Saul is not the oldest member of the gym by a long shot. That distinction goes to a small, fit, handsome man who is on the way to his 101st birthday. A Holocaust survivor from the former Czechoslovakia, this man rows, lift weights, and walks on the treadmill. He is a quiet inspiration not just to the rest of the silver-haired exercisers but to the teenagers, young parents, and others, like me, who are on the brink of middle age.
In the 10 years since I joined, in addition to the regular workouts, Jacuzzi soaks when my muscles needed them, swims in the Olympic-size pool, and detoxifying shvitzes, I have benefited in myriad unexpected ways.
People who have sweated beside me have dispensed college application advice, financial consulting, a contact for a house swap when I wanted to take my family abroad for a month, excellent book recommendations, a fabulous mocha mousse recipe, and parenting advice from several experienced sources.
There are many reasons to join a gym: lose weight, get fit, or find a place to wear neon spandex tank tops, to name a few. But when the thrill is gone and the spandex sags, what keeps a person coming back? Let’s face it, vanity and healthful living just aren’t that persuasive when up against a warm, cozy bed at the crack of dawn or after putting in long hours at work.
My own personal gym experience leads me to believe that most people who maintain the gym ritual for years on end do so for the intangible benefits: camaraderie, the comfort of a familiar routine, or, like the old song on “Cheers” goes, somewhere “where everybody knows your name.”
The smelly truth is, the gym is that rare gathering place where people of all ages show up on a regular basis. That sense of belonging is a rare commodity in our work-crazed, spread-out lives.
Sometimes my gym operates like a neighborhood listserv, only the format is real life. The people at my gym come in all shapes and sizes and of ages ranging from teen to elderly. It is neither ageist nor a place where only the perfectly fit come to preen together, but a rare oasis where several generations connect on neutral territory.

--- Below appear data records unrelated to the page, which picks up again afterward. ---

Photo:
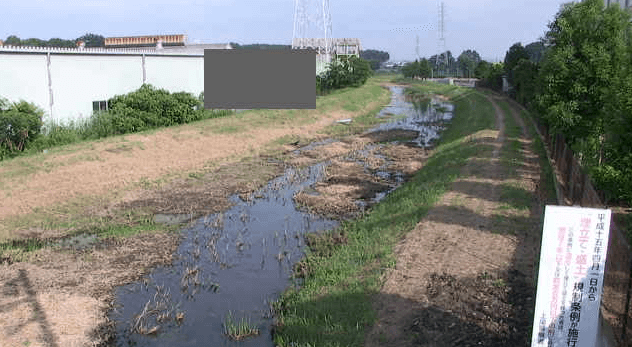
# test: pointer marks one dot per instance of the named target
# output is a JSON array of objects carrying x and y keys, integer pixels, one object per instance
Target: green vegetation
[
  {"x": 143, "y": 109},
  {"x": 577, "y": 80},
  {"x": 417, "y": 68},
  {"x": 343, "y": 72},
  {"x": 20, "y": 124},
  {"x": 343, "y": 267},
  {"x": 374, "y": 57},
  {"x": 239, "y": 330}
]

I enjoy bantering and sharing with other parents my age, but I feel especially fortunate to have had the opportunity to befriend a few members who are older. I moved to Washington as an adult so the only local family I have are my husband and children and my sister.
My spirits lift when I espy my friend Joyce reading her Kindle at the elliptical because I know she will soon fill me on her recent travels with her husband or share a book or restaurant recommendation, recipe, parenting, or mother-in-law advice.
She’s a grandmother several times over and my youngest is 13. The joking banter between her and her husband, who always comes to the gym with her, and her close relationship with her children and grandchildren, show me that the fun really will go on after I send my eldest to college next fall.
At the end of my workout, I pass by Saul in the weights room and he offers me a go at his earphones. For a few minutes I am transported by cascades of pure musical joy, my ears deaf to the buzz of talk, my eyes closed to the fluorescent lights and moving bodies, my barbells resting idly at my feet.
“The rest of the opera is a bit of a bore, but this aria is magnificent,” he says, taking back his Bose’s and shuffling off with a smile and a salute.
“What’s the name of that opera again?” I ask.
He repeats it and promises to write it down and bring it for me next time.
“The dullest pencil is better than the sharpest memory,” he reassures me with one from his seemingly inexhaustible supply of apt aphorisms. “Don’t let the perfect spoil the good,” is one of my favorites. Saul taught it to me.